DIGBOI, Aug 30 - The Tinsukia police after 19 days of intense operations across the State and international border, on Tuesday evening managed to bust a gang involved in amassing several crores of rupees from unemployed youths in the name of providing employment at various oil sector organisations including at the Oil India Limited, Duliajan.
The joint operations initiated to this effect by various police stations led by Debobrata Dey, the DSP, Tinsukia HQ in association with OC, Bhaskar Saikia of Makum yielded significant gains with the arrest of six persons from various locations including the Indo-Nepal border, Jorhat and Makum.

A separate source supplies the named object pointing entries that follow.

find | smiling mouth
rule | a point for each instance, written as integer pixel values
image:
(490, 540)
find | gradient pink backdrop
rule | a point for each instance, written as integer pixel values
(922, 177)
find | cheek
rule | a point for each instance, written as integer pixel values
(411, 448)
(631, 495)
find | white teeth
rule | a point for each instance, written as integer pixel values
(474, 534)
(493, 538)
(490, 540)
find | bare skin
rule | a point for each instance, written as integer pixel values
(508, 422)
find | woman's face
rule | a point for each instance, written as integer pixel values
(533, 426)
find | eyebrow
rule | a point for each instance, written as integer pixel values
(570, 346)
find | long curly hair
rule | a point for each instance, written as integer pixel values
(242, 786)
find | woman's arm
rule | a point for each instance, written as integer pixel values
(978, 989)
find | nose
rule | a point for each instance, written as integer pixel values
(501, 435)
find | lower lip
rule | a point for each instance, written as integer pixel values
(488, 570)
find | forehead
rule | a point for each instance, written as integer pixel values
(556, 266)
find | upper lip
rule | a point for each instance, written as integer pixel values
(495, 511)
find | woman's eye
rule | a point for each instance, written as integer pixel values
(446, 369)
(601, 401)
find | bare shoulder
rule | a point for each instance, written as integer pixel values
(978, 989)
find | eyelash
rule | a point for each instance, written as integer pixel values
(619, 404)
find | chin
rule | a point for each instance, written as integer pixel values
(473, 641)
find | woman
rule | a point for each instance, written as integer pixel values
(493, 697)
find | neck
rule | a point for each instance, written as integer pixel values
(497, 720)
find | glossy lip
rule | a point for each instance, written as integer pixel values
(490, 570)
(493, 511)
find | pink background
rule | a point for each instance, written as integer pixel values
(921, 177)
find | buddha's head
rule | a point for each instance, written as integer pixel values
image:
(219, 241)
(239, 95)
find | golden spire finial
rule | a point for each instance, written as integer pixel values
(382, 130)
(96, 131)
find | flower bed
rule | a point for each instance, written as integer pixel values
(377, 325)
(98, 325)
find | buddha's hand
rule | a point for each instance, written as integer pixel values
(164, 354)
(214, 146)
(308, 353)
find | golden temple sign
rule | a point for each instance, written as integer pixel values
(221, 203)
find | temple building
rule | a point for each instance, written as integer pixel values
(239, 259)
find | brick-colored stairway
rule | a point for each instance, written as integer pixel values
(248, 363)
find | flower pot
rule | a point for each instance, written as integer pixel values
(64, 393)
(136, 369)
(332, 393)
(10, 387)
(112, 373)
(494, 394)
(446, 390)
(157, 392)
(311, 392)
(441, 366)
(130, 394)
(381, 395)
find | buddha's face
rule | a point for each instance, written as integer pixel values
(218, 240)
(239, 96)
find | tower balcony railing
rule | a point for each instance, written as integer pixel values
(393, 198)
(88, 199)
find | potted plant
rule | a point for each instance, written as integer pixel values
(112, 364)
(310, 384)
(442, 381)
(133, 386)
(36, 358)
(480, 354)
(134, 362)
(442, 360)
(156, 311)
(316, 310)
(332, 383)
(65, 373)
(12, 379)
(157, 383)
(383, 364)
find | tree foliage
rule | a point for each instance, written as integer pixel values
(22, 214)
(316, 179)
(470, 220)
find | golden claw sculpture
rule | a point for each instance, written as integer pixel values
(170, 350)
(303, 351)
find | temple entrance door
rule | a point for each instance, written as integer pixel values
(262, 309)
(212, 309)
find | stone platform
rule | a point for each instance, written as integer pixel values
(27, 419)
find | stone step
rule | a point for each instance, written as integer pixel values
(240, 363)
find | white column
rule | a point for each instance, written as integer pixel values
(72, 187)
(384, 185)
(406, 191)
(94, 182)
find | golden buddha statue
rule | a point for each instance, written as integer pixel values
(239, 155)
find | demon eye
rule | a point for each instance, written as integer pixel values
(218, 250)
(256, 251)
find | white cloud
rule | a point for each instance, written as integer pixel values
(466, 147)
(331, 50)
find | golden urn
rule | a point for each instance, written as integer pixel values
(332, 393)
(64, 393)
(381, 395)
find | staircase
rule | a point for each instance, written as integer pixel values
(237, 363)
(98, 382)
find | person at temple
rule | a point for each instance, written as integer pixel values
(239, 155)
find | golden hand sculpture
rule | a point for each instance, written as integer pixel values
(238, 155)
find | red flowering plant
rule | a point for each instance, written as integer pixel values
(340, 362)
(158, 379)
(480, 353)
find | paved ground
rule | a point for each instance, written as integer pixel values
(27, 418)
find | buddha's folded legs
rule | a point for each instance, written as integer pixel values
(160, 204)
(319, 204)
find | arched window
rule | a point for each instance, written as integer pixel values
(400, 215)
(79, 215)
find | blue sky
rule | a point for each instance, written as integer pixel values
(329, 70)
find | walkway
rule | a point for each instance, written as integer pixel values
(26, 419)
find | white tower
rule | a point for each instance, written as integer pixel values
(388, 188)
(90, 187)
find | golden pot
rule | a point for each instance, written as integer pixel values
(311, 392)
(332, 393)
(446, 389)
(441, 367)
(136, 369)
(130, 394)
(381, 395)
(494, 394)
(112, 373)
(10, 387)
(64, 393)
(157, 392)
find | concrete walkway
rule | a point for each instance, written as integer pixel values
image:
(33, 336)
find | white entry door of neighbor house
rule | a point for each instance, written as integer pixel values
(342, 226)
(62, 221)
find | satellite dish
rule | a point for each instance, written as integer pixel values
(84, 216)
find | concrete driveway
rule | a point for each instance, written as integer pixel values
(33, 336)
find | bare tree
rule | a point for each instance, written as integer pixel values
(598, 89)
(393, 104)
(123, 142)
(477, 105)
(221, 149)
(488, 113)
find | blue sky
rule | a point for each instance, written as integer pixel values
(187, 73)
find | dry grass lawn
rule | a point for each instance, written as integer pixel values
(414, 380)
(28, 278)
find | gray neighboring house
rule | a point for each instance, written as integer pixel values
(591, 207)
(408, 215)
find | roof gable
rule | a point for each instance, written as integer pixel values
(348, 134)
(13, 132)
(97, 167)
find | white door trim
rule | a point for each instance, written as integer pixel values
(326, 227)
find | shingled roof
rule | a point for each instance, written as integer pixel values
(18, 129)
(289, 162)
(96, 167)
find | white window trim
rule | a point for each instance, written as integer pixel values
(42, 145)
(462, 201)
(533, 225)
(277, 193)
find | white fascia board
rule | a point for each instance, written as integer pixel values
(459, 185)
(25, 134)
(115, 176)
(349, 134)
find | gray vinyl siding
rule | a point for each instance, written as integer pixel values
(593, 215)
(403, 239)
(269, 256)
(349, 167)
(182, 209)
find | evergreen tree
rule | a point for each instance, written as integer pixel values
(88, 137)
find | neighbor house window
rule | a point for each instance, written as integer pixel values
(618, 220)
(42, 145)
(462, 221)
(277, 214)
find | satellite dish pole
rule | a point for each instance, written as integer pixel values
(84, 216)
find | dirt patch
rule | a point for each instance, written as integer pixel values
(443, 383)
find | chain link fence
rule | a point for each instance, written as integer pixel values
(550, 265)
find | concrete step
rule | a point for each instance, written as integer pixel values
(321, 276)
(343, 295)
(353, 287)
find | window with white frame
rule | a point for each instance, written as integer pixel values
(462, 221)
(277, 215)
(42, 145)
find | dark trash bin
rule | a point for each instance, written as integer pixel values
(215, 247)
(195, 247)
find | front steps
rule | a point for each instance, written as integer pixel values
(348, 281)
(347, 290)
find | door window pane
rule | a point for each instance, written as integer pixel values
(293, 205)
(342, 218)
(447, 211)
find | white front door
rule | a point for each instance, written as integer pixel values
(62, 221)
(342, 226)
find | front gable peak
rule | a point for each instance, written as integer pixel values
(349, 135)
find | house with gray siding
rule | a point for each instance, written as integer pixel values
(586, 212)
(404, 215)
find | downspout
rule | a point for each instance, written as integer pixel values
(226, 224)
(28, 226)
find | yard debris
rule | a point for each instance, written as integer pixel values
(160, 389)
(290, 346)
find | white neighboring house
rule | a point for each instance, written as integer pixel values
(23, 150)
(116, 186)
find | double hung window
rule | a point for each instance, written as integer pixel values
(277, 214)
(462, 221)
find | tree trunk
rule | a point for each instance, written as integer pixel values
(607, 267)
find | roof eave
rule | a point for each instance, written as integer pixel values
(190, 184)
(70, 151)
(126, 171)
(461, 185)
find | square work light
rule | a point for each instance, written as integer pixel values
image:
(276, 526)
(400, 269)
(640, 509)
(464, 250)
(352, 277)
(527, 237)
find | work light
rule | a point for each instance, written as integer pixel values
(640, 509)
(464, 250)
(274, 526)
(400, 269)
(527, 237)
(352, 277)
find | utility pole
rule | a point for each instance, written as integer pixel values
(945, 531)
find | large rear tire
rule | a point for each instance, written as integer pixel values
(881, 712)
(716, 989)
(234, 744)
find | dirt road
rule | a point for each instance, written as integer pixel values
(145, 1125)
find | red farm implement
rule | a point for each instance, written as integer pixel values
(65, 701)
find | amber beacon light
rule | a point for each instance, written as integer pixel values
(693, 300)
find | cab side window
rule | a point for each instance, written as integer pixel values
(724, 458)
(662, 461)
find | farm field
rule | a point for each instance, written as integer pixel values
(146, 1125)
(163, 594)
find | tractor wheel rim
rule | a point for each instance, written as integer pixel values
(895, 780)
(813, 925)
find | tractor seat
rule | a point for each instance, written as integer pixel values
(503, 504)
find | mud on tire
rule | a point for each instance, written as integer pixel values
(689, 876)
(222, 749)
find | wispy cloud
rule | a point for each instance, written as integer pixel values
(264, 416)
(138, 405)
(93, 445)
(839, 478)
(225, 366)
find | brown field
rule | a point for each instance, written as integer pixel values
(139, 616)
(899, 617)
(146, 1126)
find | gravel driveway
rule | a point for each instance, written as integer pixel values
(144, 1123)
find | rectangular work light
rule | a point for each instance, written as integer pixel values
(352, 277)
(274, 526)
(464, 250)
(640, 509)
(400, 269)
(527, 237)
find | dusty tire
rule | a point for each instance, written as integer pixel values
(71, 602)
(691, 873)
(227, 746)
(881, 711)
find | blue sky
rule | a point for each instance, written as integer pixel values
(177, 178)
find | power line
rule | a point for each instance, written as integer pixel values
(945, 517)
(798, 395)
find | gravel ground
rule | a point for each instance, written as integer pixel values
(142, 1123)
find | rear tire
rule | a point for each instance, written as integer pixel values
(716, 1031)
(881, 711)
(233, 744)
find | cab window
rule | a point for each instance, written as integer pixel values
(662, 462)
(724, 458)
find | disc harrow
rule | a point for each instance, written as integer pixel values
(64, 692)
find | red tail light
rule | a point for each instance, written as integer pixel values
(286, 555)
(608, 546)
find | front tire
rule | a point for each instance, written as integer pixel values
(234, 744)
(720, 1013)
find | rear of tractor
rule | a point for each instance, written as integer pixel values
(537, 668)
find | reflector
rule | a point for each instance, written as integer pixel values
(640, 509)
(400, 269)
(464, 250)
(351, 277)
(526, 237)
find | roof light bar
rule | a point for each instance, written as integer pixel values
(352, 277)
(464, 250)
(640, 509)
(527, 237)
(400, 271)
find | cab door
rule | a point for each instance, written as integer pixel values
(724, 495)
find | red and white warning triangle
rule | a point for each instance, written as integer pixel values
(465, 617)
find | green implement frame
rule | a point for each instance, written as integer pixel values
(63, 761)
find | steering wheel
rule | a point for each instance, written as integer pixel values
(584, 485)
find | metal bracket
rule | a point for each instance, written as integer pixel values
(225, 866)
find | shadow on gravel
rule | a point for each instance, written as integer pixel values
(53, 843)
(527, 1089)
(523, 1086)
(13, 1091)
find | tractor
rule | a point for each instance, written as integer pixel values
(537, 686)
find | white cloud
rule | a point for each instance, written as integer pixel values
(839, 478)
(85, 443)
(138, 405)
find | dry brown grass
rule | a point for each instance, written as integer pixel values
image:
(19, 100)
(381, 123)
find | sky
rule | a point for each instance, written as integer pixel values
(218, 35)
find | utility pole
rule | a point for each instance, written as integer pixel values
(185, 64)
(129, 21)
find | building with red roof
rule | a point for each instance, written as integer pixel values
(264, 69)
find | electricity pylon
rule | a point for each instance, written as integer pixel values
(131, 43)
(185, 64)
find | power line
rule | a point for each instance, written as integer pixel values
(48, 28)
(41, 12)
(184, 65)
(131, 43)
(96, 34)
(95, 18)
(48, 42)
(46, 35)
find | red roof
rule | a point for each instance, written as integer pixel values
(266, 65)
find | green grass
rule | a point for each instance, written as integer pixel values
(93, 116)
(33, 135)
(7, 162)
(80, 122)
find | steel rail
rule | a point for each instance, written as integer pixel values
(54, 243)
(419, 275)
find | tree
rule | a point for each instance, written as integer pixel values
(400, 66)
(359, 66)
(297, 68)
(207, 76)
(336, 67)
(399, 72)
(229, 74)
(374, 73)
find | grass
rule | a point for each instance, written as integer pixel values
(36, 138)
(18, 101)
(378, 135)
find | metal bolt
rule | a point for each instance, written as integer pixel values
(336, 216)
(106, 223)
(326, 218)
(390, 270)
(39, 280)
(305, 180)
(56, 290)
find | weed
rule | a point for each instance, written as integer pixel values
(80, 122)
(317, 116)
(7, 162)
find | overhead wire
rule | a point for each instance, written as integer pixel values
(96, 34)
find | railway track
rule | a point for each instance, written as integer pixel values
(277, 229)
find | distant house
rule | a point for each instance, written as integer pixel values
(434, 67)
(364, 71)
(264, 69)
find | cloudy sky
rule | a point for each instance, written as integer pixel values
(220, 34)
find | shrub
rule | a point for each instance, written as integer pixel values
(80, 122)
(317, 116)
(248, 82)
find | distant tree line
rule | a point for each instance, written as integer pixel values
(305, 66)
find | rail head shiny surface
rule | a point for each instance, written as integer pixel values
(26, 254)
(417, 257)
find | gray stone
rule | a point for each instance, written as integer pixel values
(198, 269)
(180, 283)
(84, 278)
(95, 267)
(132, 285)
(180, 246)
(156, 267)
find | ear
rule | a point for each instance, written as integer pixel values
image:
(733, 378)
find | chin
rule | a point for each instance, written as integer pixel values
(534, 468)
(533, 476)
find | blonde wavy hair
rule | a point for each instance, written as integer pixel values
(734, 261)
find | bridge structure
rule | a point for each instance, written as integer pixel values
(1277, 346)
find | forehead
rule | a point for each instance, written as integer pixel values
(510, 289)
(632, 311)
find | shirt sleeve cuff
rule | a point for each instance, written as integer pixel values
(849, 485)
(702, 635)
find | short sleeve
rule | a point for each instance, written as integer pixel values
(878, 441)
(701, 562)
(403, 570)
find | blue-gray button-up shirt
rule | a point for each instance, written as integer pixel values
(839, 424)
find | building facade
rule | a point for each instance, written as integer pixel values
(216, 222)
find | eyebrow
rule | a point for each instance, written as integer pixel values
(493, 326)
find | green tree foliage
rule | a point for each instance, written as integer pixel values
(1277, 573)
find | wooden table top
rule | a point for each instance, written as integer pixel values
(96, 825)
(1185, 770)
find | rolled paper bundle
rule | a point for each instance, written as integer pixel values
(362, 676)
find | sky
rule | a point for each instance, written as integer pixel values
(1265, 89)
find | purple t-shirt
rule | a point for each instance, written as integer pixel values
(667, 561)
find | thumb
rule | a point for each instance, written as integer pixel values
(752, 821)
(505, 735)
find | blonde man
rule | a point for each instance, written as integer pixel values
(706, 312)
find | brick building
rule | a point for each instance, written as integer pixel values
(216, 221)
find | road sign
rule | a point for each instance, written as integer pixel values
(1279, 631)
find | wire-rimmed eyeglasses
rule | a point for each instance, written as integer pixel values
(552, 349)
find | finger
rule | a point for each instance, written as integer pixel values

The alleged mastermind Bedanta Gogoi of Janapath, Chandan Nagar, Jorhat and Vishal Gogoi alias Kalyan Arandhara of No. 2 Lajung village of Margherita were arrested along with Pullock Jyoti, Dipankar Gohain, Anjumala Gohain and Podumala Chutiya all under Makum Police Station in Tinsukia district.
Police sources said that unemployed youths from Assam were taken to Kerala with a promise of being provided jobs across oil sector companies after being provided three months of training in Kerala. Sources further said that around Rs 7 lakh per candidate was handed over in cash to Bedanta Gogoi, the chief of the network in Assam.
Meanwhile, with the arrest of Bedanta Gogoi from his Jorhat residence late on Tuesday night, the entire network involved in the act has been busted.
Talking to this correspondent, Mugdha Jyoti Mahanta, the Superintendent of Police Tinsukia said that on the basis of two different FIRs filed at Makum Police Station by the duped candidates against Vishal Gogoi, a 10-member police team was constituted to look into the case. It started working since August 11 and managed to arrest Vishal Gogoi from the Indo-Nepal border, Bedanta Gogoi from Jorhat and the other accomplices from Makum. According to Mahanta, the case was being investigated from all possible angles and with the seizure of Oil India I- cards, certificates of training and promissory letters, bank transactions and document printers and other evidence, emergence of many more skeletons from the scene cannot be ruled out.